Early wound healing, as evaluated by EHI registration, was not significantly different among groups (all p-values are among group comparisons was > 0.05) 7 days after surgery. At 14th postoperative day, EHI values in group C were significantly lower compared to group B (p = 0,007). Group A showed no significant differences compared with groups B (p = 0,130) and C (p = 0,207). Between 7th and 14th postsurgical day, a significant reduction of EHI values (improved wound healing) was recorded at groups A (p < 0,001) and C (p <0,001). In contrast, in group B there were no significant differences between two recordings (7 and 14 days) (p = 0,557). Smoking was not significantly correlated to healing response. In both examinations (7 and 14 days), there were no significant differences of EHI values among smokers, ex-smokers and non-smokers (7th day: p = 0,486, 14th day: p = 0,514).
A trend for higher EHI values (deteriorating healing response) as increased dental plaque accumulation (higher PI values) was recorded, but this observation was not statistically signifficant (borderline non-significant difference between PI = 3 and PI = 1, p = 0,051).
At microbiological evaluation, results were recorded from all patients in group A, while in groups B and C there were no microbiological data from six patients (three subjects in each group).
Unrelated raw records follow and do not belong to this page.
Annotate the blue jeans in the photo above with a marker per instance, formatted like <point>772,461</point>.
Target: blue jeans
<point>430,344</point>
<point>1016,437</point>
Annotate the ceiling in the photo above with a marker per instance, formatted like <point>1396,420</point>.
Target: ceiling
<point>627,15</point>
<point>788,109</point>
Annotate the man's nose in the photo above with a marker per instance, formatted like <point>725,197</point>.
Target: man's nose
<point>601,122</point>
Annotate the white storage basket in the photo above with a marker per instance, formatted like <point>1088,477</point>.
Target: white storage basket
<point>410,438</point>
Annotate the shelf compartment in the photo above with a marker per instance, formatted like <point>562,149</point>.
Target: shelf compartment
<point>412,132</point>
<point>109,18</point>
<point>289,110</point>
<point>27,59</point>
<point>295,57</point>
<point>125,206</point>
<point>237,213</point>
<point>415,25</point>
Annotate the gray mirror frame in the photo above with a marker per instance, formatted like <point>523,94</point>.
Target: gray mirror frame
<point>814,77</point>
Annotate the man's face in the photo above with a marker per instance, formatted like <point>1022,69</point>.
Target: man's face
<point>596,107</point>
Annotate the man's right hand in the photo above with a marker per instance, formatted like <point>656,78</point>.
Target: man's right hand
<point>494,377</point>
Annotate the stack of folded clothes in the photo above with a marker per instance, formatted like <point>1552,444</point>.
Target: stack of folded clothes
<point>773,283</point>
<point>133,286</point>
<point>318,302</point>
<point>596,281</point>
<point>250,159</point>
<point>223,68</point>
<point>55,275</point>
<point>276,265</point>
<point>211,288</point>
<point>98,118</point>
The amount of total bacterial load (median values) was 0,416ng in group A, 0,521ng in group B and 0,032ng in group C. The levels of bacterial counts, expressed as total number of bacteria (x106) were 38.470, 48.190 and 3.020 for groups A, B and C, respectively. Differences between groups A and B were not statistically significant (p = 0,612), while group C showed significantly lower bacterial counts comparatively to other two groups (p <0,001).
The amount of bacterial load was not correlated with EHI values (all p-values greater than 0.05), which indicates that microbial counts level did not affect the early healing response of gingival tissues.
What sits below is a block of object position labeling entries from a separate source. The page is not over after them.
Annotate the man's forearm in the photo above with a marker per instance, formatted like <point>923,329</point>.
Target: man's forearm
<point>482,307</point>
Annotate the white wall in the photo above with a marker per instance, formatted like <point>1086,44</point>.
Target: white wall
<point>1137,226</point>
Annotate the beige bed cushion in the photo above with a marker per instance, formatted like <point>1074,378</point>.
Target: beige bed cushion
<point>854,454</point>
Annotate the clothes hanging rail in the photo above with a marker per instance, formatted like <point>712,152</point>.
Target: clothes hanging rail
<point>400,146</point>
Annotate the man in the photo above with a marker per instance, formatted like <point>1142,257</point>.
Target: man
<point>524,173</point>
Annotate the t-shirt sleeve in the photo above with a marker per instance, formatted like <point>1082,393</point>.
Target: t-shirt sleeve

Finally, there were no significant differences in the levels of total bacterial counts among smokers, former smokers and non-smokers (p = 0,624 and 0,538 for ex-smokers and smokers, respectively).
Conclusions: Within the limitations of this study we can conclude the following:
• Regarding postsurgical plaque control (for an observation period of 14 days), both clinical and microbiological data indicated that chlorhexidine with ethanol is superior to the other formulations.
• CHX with ethanol was superior in reducing total bacterial load compared to the other two solutions, which in turn were not significantly different from each other.
• Regarding early wound healing response, there was no significant difference among the evaluated formulations, 7 days after periodontal surgery. This may indicate that in periodontal surgical procedures where sutures are anticipated to be removed in such a time period (7 days), chlorhexidine and C31G agent could lead to a similar tissue healing response profile.
• Active agent C31G appeared to be as effective as chlorhexidine formulations (non-statistically significant difference) at the level of early postsurgical periodontal tissue healing response (during the 14-day observation period). Moreover, CHX with ethanol was superior to non-alcoholic CHX at the same time period (14 days follow-up). This observation may suggest that in cases where sutures have to remain more than seven days, use of mouthrinses containing ethanol should be preferred.
• The findings indicate that the presence of ethanol increases the efficacy of chlorhexidine. In addition, solutions with the active agent C31G could be used alternatively to chlorhexidine in the early postsurgical period.